As Arthur_0x points out, a functioning liquid crypto market requires the presence of active fundamental investors — and there is ample room for liquid crypto funds to grow.
19/ Multicoin’s Tushar Jain and Kyle Samani summed this up nicely 7 years ago when they suggested that liquidity funds could offer the best of both worlds — venture capital economics (investing in young tokens for outsized returns) combined with public market liquidity.
20/ In contrast to Ethereum, Solana’s average funding round size in 2023-24 is quite small, with the exception of DePIN; almost all first rounds are below $5 million.
In addition to ColosseumOrg, major investors include Frictionless, 6thManVentures, goasymmetric, and BigBrainVC.
As liquid markets develop on Solana, liquid funds can become a contrarian investment for individuals and small institutions.
Large institutions should start targeting larger and larger liquid funds.
For founders — choose an ecosystem with low startup costs until you find product-market fit (PMF).
As Naval said, stay small until you figure out what works.
Compared to Ethereum, Solana has lower startup costs.
As tarunchitra points out; on the EVM, to achieve enough novelty and ensure a good valuation often requires a lot of infrastructure development which is inherently resource intensive (e.g. the whole app-turned-Rollapp craze).
Applications typically do not require high enough capital to launch; Uniswap, pumpdotfun, and Polymarket are examples.
Solana is the best place to “start a business” for the following reasons:
→ Community/Ecosystem Support
→ Scalable infrastructure
→ The spirit of fast delivery
Solana Is More Than Just Memecoins
Many may say that DeFi on Solana is dead with Solana’s blue chip underperforming like Orca and Solend/Save, but statistics suggest otherwise:
While one could argue that the massive price drop for the Solana DeFi token, as well as Ethereum’s DeFi blue chips, highlights a structural problem with governance tokens in terms of value accumulation.
Final Chapter: Advice for App Founders
The bigger the fund, the less you should listen to their advice.
Chasing Tier 1 VCs and high valuations, especially if you haven’t found a PMF yet, leads to valuation burdens and discovery difficulties at launch, making it more difficult to build a truly decentralized community around your project.
Financing - Small-scale financing. More community-oriented.
Raise funds from angel investor groups through platforms like echodotxyz - seek out relevant founders/KOLs or choose accelerators like alliancedao or ColosseumOrg.
This is understated: you trade valuation for distributions to start off strong.
Use a superteam for the very early stages; it's a shortcut.
Consumer-oriented - accept speculation. Attract attention.

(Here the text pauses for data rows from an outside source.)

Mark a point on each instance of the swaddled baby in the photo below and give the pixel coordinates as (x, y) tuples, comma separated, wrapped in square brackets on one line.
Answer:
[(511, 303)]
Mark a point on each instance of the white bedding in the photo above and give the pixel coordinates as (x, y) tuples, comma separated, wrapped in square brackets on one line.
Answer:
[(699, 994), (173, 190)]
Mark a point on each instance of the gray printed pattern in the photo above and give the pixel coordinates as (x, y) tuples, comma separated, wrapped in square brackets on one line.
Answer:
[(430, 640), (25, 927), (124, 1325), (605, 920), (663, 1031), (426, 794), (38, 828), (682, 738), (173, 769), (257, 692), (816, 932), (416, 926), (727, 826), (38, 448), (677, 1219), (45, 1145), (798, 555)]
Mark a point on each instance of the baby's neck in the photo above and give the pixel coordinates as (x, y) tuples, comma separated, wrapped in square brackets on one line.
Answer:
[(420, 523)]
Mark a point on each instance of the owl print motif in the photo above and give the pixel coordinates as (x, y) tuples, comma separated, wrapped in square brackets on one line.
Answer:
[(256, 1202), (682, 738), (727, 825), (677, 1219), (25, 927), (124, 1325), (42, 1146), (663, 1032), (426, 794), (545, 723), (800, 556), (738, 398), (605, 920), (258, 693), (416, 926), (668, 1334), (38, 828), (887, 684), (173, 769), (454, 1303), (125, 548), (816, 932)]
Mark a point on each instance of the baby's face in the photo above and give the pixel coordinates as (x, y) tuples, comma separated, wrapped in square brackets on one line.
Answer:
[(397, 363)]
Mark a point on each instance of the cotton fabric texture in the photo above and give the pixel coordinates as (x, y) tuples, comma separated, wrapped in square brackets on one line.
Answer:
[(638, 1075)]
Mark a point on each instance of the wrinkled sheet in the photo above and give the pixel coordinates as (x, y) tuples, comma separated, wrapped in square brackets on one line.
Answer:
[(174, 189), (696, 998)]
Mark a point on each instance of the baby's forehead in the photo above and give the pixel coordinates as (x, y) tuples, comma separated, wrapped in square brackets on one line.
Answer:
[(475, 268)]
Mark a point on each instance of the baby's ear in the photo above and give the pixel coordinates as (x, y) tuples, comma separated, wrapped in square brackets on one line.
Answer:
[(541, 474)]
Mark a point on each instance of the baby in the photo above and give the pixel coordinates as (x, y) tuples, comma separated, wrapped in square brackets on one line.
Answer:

When venture capitalists see the billion dollar exits here, they will likely follow the same infrastructure playbook for consumer applications. We have already seen many $100 million annual revenue applications (e.g. pumpdotfun).
in short;
Stop listening to venture capitalists’ mandatory infrastructure narrative.
It’s time for liquid funds to flourish.
Build for consumers. Embrace speculation. Chase revenue.
Solana is the best place to experiment due to the low startup costs.